14 DAY TRIAL // As part of further tactic enhancements, a malware strain known to target macOS has been updated once again to include features that allow it to gather and exfiltrate sensitive information saved in different applications, including Telegram and Chrome, according to The Hacker News.
XCSSET was discovered in August 2020 when a malicious payload was being fed into Xcode IDE projects and executed at the same time as project files were being generated in Xcode. The payload targeted Mac developers who were using an odd distribution. What is known is that it performs a broad variety of activities, including reading and dumping Safari cookies, malicious JavaScript inserting code into other web pages, and stealing information from apps like Telegram, Skype, Notes, WeChat, and more.
Apple's XCSSET upgrade gave malware developers the opportunity to target macOS 11 Big Sur and Macs with M1 chipsets by bypassing the most recent operating system security protections. The malware has its own open tool pre-signed with an ad hoc signature from its C2 server, while on macOS versions 10.15 and below it would still use the built-in open app command.

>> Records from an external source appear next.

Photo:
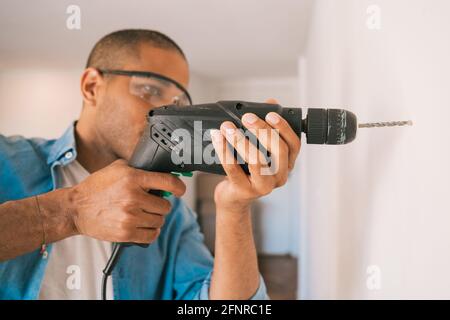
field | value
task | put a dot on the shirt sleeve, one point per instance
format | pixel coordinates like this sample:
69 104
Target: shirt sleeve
194 262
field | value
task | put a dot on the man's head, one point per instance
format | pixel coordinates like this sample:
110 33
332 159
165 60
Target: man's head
115 105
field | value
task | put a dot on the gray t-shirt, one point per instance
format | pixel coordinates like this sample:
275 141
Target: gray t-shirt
75 265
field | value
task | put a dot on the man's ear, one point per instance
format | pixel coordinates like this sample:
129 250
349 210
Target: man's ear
91 80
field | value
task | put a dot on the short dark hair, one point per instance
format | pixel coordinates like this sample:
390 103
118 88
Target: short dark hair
110 50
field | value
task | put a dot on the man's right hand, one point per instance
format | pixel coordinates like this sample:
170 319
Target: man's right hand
113 204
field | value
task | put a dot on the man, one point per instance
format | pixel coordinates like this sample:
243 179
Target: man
64 201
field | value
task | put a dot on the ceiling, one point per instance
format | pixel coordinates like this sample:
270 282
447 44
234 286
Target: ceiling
220 38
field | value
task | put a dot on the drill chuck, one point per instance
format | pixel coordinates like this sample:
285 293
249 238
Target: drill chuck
329 126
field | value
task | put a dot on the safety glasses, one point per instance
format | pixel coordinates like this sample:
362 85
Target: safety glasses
155 89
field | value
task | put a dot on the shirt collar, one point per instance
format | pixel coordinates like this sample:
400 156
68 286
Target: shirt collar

XCSSET can gather information from popular apps such as Skype, WeChat, Evernote, and Opera
Using the updated functionality, XCSSET was found to execute a malicious AppleScript file to compress the Telegram data folder ("~/Liberary/Group Containers/6N38VWS5BX.ru.keepcoder.Telegram") into a ZIP archive file before it's uploaded to a remote server that the threat actor can connect to and log in using the hacked account.
In Chrome, the malware attempts to steal passwords stored by the browser by exploiting an unauthorized shell to obtain the Secure Storage Key from the iCloud keychain. Yes, even the passwords that are encrypted with a master password. In addition to Chrome and Telegram, XCSSET's can also extract important information from a number of apps, including WeChat, Opera, Evernote, Skype, and the Notes and Contacts app from Apple's own sandboxed directory.